# Frage zum Apache Proxy Modul



## Peter Klein (13. Januar 2011)

Guten morgen,

ich möchte gerne einige Blogs (vewrschiedene Länderdomains) auf einen eigenen Server legen, welche z.B. die URLStruktur http://hauptdomain.de/blog haben. Die Haupt-Domain zeigt auf einen anderen Server. Nun wurde mir gesagt das kann ich mittels des mod_proxy für den Apache machen.

Habe hier auch das dicke Apache Buch liegen, nur werd ich nicht schlau daraus.

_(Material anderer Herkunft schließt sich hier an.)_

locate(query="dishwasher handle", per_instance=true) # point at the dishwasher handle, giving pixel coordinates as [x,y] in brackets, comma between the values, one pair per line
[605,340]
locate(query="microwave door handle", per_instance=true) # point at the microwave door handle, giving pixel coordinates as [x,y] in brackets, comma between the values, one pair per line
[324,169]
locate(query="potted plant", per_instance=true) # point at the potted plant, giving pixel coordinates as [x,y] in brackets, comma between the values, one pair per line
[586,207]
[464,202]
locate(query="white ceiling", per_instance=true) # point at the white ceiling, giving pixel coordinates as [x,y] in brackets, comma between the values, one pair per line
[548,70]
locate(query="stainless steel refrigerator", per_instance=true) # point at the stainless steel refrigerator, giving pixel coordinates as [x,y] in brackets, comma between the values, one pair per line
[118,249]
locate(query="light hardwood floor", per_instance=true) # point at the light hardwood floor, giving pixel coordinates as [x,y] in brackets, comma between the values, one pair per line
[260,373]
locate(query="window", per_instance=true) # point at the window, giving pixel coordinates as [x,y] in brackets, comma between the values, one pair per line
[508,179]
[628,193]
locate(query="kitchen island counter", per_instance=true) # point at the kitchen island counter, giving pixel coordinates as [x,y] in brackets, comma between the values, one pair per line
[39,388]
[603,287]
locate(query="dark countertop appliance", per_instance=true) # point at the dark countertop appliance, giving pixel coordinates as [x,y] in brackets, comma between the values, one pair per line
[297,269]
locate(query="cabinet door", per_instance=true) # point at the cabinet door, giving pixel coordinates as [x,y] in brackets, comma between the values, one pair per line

Hat jemand Erfahrung damit und kann mir helfen?

Danke schon mal,

Peter


----------



## Shogoki92 (20. Januar 2011)

Hallo,

Du kannst das mit mod_proxy nur auf dem Server auf den hauptdomain.de zeigt machen(im folgenden Server A genannt).
Der ist so wie ich dich verstehe nicht unter deiner Kontrolle?
ansonsten ist das kein Problem wenn auch eventuell etwas umständlich
Bedenke, dass der Aufruf des Blogs dann wie folgt aussieht:
Request:
CLIENT -> Server A -> Server B(hier liegt der Blog wirklich) 
Response:
Server B -> Server A -> CLIENT
Du gehst also immer dern "Umweg" über Server A.
Ich würde es wen möglich lieber über eine Subdomain lösen.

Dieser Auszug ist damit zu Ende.